Olivia makes many questionable-in-retrospect decisions. She marries an abusive alcoholic. She abruptly leaves that marriage, abandoning her step-kids, and forcing her kids to change schools mid-year. She marries another abusive alcoholic. She makes probably not the best financial decisions and seems about as far away from a comfortable retirement at the end of the film as she did at the beginning. If a social scientist wanted to dissect Olivia’s life choices, it would be pretty easy to condemn her for failing to provide the most stable of paths for her children and for choosing poorly (whatever that means, choice for single moms is mostly an illusion anyway) at almost every turn. But the reality is that Olivia is a messy, complex woman—one who gambled that it might be better for her kids to have a life with an imperfect surrogate father in a big house than just with her in a tiny apartment.
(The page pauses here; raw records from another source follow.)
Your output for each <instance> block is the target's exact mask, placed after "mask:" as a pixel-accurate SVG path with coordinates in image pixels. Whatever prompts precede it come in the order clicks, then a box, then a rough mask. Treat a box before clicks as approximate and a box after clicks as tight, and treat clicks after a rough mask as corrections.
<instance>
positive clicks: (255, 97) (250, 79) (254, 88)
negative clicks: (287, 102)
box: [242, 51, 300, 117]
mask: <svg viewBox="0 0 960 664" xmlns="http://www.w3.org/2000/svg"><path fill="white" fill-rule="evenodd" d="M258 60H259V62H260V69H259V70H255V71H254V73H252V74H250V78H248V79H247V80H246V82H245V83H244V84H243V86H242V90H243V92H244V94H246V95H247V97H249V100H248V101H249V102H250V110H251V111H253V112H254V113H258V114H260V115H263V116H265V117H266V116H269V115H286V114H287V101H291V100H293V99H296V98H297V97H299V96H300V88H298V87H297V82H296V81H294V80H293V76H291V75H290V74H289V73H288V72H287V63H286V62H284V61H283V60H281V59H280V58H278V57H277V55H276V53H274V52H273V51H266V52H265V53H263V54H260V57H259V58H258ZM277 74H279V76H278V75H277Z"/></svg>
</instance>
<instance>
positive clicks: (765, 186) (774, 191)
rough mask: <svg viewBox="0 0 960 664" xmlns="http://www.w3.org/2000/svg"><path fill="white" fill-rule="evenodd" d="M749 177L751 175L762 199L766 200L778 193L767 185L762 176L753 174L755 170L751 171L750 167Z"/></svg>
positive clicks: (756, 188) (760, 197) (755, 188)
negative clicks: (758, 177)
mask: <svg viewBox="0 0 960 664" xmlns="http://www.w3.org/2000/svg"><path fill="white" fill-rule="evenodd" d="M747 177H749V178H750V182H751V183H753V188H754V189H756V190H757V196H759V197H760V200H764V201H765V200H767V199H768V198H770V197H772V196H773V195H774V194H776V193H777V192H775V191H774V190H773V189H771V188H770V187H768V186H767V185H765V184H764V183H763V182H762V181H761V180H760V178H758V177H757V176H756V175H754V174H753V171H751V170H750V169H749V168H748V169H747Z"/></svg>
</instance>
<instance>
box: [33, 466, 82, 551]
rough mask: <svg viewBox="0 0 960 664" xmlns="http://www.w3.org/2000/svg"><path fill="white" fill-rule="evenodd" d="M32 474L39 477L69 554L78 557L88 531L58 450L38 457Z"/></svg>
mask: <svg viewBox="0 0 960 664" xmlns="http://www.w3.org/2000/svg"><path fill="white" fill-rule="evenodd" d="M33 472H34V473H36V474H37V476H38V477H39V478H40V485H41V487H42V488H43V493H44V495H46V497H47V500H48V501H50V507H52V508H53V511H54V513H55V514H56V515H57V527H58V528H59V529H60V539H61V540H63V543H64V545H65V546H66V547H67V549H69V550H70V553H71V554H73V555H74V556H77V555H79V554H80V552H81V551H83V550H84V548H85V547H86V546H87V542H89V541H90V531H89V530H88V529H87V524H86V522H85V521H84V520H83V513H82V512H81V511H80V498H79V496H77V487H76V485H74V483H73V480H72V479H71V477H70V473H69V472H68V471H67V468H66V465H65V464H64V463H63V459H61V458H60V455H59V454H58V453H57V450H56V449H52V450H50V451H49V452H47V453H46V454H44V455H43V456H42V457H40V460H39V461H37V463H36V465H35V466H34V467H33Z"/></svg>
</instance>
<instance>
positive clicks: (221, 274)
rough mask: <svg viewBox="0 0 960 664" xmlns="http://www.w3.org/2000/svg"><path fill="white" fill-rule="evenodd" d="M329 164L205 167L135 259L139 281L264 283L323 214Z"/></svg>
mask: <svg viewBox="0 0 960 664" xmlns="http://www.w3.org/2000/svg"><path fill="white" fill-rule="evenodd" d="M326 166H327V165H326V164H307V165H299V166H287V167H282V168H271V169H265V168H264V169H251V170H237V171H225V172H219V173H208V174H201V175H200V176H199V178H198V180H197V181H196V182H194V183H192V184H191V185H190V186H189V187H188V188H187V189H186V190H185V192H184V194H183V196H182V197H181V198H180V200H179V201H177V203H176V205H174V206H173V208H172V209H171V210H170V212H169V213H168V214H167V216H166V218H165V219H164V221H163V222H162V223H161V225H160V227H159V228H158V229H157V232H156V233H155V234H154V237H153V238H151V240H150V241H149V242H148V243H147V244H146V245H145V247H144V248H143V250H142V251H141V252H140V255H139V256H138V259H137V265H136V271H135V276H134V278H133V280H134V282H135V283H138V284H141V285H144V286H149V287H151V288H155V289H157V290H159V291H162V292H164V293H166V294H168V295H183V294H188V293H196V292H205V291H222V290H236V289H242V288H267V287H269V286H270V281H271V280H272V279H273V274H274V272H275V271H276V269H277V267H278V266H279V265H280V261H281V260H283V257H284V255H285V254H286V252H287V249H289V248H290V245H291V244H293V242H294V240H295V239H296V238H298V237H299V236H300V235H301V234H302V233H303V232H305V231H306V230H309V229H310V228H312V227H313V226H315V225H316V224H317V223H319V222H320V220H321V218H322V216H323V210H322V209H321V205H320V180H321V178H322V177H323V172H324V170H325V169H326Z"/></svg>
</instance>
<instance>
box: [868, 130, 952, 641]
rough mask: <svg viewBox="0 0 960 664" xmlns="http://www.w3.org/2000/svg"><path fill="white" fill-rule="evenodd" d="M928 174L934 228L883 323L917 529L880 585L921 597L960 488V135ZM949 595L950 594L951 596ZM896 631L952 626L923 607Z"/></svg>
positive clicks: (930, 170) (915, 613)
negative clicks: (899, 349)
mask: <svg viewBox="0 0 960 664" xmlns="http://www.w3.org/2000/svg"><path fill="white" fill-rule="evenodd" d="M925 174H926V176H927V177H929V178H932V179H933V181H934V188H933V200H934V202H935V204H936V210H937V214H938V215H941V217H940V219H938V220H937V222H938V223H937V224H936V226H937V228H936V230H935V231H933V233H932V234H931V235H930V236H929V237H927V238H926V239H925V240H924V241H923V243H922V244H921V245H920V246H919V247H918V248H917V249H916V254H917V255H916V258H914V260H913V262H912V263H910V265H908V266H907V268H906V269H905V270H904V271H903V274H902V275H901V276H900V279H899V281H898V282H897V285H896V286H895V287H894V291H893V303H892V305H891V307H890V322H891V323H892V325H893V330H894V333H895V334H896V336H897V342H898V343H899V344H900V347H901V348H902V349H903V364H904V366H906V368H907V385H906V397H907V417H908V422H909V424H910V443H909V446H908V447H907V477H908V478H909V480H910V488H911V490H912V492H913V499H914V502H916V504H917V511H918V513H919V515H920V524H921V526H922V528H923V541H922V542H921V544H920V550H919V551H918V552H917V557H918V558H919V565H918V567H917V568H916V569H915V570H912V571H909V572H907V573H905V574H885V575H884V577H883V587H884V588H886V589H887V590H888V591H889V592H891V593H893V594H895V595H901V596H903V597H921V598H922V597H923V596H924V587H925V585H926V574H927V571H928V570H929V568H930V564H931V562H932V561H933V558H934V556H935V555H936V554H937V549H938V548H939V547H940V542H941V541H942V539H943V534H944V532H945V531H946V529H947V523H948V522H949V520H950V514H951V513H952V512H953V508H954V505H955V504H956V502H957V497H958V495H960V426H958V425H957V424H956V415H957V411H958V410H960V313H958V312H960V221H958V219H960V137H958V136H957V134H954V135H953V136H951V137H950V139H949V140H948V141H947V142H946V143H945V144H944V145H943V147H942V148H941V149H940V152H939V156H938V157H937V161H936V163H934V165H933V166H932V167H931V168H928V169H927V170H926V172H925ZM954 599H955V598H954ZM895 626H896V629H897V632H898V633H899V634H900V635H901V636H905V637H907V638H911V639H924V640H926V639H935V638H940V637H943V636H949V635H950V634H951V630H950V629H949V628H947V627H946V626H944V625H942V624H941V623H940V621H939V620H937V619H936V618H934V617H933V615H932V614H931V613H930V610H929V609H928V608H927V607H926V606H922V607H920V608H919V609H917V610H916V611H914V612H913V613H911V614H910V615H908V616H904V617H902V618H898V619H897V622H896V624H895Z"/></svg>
This is the kind of choice-that-doesn’t-always-seem-like-a-choice that many single mothers make or don’t make all the time; this is the type of compromise that all parents make—not just single mothers, though they are the ones most often condemned for their decision-making. But more importantly than all the “bad” choices Olivia makes is the end result, namely, that she provides her children with a place that they can call home and a parent who is consistently there for them through thick and thin. And her children grow up into basically well-adjusted young adults, with no more or less ambition than could be thought of as normal, and a solid relationship with both their parents. This is the type of single mother that we so rarely hear about or see onscreen, one who fucks up all the time, but still manages to raise her children and build a life, imperfect and fraught with difficult choices though it may be.